Sob a luz da perspectiva geral da teoria do conto, e paralelo à prerrogativa dos “efeitos” proposta por E. A. Poe, temos a teoria de A.Tchekhov, que se assemelha bastante ao que Poe propôs sobre a unidade de efeito. Para Tchekhov, o acontecimento é um dos fundamentos mais sólidos dos quais um texto pode possuir para despertar um real interesse por parte do leitor. Em A causa secreta temos uma sucessão de fatos que confluem para o genuíno acontecimento no desfecho. Fortunato aos poucos é desvendado pelo narrador, e este, veste-se, certas vezes de maneira imparcial, pendendo para o lado de Garcia, quando narra as atrocidades realizadas por Fortunato em seu laboratório. “Garcia, defronte, conseguia dominar a repugnância do espetáculo para fixar a cara do homem. Nem raiva, nem ódio; tão-somente um vasto prazer […]”. Não temos neste conto um narrador onisciente puramente neutro, pois existem mínimos resquícios que fazem com que este narrador, em momentos oportunos, se posicione sob determinado lado da história. Convergir para o lado de Garcia, faz com que o peso da narrativa sobrecaia nos ombros de Fortunato, fazendo com que alguns dos breves acontecimentos que sucedem a trama, sejam exclusivamente direcionados à estranheza de Garcia e de Maria Luisa perante as atrocidades do Médico.
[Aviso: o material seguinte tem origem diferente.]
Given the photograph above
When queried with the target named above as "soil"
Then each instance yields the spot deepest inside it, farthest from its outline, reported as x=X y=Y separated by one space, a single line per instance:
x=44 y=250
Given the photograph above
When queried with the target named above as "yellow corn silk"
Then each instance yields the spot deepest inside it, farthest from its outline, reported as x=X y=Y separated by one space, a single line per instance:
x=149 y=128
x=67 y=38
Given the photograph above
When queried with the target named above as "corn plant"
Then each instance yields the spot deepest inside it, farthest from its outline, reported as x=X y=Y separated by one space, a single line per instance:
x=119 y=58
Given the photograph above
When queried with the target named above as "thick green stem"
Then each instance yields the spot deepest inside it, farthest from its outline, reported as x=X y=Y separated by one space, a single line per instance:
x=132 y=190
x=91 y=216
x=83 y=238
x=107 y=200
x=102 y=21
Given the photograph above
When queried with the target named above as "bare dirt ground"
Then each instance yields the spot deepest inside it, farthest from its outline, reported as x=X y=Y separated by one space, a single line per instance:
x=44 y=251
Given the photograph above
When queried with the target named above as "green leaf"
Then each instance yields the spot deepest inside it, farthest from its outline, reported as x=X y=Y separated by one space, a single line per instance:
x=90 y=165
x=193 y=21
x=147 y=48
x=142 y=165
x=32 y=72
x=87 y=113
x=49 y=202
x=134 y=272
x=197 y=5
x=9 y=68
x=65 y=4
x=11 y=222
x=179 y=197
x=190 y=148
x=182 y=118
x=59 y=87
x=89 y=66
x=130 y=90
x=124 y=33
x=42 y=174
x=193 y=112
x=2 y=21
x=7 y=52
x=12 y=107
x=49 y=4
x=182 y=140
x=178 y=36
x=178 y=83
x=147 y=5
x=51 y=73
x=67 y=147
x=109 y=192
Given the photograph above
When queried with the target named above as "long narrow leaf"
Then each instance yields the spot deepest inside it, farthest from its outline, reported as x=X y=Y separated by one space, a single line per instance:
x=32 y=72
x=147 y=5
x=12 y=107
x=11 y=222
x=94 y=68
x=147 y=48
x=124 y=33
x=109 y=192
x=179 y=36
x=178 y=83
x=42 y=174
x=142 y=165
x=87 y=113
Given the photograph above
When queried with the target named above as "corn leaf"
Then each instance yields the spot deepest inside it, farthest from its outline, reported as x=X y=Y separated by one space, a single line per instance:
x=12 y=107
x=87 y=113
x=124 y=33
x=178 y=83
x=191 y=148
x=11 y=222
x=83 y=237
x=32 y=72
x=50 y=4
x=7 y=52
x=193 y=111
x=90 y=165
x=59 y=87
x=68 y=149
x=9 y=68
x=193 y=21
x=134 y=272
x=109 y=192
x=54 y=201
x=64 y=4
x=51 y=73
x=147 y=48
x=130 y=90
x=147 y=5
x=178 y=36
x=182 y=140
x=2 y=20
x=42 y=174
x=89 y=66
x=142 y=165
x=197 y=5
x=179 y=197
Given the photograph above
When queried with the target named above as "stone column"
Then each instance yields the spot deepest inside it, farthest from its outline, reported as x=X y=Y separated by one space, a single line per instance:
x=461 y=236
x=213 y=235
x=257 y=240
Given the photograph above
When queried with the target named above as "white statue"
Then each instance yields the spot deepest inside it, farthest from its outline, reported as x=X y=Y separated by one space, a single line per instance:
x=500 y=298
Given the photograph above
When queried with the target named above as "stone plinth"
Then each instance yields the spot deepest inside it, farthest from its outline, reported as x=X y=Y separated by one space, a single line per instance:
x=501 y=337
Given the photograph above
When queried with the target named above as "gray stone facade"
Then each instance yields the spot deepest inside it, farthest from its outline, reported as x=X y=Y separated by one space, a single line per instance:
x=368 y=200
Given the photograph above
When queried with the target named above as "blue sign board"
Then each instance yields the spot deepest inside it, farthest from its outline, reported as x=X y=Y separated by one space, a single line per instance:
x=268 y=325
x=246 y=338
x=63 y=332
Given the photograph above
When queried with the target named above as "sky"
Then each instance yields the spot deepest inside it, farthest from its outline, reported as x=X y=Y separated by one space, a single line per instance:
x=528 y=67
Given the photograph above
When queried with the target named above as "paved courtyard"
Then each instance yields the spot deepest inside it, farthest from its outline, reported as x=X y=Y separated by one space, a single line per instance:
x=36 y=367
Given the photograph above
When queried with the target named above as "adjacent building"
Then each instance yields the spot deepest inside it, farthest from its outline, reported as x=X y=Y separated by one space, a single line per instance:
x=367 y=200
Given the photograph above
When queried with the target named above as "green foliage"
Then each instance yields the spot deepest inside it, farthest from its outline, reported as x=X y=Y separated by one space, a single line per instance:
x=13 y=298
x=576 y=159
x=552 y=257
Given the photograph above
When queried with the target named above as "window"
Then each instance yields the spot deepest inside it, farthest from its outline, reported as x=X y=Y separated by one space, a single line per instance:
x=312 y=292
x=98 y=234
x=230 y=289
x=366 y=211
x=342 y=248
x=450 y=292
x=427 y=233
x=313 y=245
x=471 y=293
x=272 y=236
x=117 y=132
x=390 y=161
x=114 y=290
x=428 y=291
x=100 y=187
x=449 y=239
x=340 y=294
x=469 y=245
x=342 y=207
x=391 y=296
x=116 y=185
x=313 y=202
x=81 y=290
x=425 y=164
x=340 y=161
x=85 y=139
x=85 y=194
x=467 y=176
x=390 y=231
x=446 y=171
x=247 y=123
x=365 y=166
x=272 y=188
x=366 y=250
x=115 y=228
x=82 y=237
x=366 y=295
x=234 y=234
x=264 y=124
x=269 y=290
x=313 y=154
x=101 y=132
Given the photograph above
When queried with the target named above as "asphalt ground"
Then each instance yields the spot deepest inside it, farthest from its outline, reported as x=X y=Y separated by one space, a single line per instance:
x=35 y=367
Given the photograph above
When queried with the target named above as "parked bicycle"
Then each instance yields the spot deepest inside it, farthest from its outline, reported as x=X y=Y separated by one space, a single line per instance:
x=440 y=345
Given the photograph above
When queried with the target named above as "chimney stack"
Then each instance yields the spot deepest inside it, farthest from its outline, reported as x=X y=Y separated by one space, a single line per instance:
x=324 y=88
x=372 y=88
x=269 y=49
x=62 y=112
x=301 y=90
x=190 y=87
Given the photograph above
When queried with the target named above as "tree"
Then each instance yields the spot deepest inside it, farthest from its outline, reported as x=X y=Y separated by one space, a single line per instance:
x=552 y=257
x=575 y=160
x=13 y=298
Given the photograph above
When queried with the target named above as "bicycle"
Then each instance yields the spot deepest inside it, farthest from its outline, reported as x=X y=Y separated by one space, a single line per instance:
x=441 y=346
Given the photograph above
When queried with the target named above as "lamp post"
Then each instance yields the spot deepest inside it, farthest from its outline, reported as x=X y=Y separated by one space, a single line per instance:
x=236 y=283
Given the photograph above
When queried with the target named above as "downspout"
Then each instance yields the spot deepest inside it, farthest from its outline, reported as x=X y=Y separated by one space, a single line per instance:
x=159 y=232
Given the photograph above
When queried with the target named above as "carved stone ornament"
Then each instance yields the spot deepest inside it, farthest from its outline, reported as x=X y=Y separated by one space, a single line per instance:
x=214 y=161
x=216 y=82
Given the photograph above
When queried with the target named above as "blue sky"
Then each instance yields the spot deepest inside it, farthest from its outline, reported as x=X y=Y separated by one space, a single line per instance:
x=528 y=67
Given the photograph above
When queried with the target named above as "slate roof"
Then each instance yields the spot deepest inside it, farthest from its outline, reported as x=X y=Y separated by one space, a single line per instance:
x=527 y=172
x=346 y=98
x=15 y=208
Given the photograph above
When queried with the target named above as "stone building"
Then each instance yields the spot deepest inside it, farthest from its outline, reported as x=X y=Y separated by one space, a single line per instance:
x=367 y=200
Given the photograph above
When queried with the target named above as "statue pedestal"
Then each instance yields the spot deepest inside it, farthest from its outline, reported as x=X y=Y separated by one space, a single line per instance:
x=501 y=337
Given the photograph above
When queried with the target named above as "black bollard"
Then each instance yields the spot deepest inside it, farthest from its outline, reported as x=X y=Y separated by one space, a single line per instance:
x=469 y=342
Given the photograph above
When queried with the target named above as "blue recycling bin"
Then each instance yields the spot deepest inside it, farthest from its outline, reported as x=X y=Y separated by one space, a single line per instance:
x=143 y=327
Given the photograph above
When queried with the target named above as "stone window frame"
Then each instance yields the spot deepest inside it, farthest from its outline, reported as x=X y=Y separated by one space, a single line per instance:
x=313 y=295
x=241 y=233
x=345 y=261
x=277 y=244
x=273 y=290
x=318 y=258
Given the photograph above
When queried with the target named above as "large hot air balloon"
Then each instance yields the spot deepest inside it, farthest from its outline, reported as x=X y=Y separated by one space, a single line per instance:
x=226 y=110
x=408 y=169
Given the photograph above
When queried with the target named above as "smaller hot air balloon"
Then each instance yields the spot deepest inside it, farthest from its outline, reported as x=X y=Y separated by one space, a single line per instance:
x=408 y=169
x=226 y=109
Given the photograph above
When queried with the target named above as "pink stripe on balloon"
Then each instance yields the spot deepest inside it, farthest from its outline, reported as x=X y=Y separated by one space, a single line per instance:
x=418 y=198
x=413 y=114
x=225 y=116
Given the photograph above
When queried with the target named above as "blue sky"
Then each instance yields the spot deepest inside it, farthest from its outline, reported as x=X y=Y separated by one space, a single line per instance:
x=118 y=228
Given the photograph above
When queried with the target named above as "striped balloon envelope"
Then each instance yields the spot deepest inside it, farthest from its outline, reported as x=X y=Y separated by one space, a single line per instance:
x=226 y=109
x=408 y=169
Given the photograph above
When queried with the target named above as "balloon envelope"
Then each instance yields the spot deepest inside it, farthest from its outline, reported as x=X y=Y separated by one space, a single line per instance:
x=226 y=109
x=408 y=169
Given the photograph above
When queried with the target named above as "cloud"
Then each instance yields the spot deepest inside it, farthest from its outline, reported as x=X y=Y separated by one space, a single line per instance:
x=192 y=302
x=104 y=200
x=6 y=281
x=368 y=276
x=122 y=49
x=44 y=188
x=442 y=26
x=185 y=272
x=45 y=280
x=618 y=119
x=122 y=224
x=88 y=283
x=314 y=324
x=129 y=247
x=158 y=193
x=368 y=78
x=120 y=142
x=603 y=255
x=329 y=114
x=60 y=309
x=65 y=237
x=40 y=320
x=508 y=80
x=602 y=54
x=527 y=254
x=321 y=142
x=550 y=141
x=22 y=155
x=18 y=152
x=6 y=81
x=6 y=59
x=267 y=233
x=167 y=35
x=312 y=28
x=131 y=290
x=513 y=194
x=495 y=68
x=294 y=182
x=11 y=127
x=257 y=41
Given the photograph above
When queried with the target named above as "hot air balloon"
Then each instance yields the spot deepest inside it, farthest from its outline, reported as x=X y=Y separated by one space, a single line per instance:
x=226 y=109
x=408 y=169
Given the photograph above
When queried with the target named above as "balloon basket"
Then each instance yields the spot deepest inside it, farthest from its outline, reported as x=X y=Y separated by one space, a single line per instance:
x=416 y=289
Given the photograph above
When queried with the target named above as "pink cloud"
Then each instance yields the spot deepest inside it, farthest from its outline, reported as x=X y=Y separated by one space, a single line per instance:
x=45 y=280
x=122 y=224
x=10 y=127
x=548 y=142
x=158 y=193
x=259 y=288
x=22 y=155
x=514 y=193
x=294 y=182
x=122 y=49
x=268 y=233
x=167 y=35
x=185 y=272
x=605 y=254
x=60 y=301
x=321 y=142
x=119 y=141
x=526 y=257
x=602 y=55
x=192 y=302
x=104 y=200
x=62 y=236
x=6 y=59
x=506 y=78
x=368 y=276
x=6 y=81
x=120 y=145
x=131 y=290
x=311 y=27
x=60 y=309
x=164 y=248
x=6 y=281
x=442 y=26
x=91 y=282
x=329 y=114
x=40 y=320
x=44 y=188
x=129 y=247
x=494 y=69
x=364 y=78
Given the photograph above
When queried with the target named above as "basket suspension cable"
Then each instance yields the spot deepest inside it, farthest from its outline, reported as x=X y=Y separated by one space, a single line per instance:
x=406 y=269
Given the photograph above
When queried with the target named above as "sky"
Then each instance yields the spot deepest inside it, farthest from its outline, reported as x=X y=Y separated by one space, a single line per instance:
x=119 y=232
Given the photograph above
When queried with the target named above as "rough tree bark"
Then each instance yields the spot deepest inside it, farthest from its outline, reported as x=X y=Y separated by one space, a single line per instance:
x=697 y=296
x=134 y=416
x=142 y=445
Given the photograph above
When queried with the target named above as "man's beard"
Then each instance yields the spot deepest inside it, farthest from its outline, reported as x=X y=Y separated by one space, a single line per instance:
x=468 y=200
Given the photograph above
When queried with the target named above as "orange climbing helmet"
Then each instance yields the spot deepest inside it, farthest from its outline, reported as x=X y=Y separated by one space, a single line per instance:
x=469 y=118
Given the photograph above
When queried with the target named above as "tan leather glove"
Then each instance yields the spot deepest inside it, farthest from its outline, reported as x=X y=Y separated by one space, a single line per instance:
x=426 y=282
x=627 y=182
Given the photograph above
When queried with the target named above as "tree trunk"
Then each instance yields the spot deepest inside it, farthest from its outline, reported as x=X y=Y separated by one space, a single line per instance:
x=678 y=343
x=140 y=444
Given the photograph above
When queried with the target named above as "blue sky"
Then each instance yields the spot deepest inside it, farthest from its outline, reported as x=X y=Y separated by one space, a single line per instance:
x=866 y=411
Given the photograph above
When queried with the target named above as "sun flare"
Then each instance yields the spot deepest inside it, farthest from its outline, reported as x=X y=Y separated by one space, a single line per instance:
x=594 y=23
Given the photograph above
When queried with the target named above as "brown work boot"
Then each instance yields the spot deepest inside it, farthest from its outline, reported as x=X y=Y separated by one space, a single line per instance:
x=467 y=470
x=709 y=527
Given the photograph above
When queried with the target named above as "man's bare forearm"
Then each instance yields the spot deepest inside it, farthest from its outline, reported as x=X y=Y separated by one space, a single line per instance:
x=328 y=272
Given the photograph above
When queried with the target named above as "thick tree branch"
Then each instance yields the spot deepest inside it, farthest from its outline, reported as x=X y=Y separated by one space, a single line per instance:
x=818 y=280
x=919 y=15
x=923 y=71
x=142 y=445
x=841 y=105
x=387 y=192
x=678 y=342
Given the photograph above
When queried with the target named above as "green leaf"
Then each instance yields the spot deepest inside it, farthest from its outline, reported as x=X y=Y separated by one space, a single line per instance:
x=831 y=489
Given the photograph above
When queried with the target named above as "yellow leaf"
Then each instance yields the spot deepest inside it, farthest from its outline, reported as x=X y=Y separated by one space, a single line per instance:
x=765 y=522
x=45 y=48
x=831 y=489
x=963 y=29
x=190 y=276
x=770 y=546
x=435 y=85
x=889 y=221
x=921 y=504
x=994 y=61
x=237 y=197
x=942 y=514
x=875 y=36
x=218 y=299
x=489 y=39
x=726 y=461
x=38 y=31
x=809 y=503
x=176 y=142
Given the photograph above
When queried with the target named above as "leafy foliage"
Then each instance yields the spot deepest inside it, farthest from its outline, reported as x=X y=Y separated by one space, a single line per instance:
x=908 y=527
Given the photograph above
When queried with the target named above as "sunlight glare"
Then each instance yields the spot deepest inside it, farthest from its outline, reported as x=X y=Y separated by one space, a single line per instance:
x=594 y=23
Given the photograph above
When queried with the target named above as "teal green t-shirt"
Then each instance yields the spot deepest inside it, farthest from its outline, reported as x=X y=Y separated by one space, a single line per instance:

Como dito acima, Machado de Assis não emprega palavras à toa, o que faz com que o próprio título do conto — A causa secreta — desempenhe uma função de sentido dentro de toda a semântica da obra. De cara, o leitor já se encontra intrigado apenas por ler o título. A curiosidade humana foi sabiamente explorada quando a palavra “secreta” despertou inúmeros questionamentos a respeito do que estaria por vir. E com a sucessão dos fatos, Machado cria um “efeito” gigantesco ao chocar o leitor com a crueldade de Fortunato ao torturar o rato. Nesta parte, é possível fazer uma profunda análise psicológica deste frio personagem, que aos poucos vai sendo desvendado por esse curioso narrador. O fato do rato se assemelhar bastante com certos aspectos biológicos e anatômicos às do humano, cria um sentimento de medo e ao mesmo tempo repulsa do leitor com este personagem. É dessa forma que a narrativa prossegue, expondo cada vez mais Fortunato, até que o leitor desembarca na cena do velório, mostrando, finalmente, o que o leitor atento já presumia, que a causa secreta de Fortunato reside justamente no prazer de assistir a dor alheia, no sadismo.
Este conto integra uma das obras primas da literatura mundial. Uma obra de exímia genialidade, possibilitando a exposição da construção psicológica de um indivíduo extremamente sádico, desvelando as mais diversas facetas humanas. E isso tudo em um período tão conturbado tal como foram os anos que precederam a abolição da escravatura e a democracia brasileira. Machado de Assis também foi inteligente pelo entendimento do ser humano com um ser plural de grande potencial, mas que possui seus medos e fraquezas, sendo essas a causa de muitas problemáticas individuais que assolavam, e continuam assolando toda a engrenagem psíquica humana.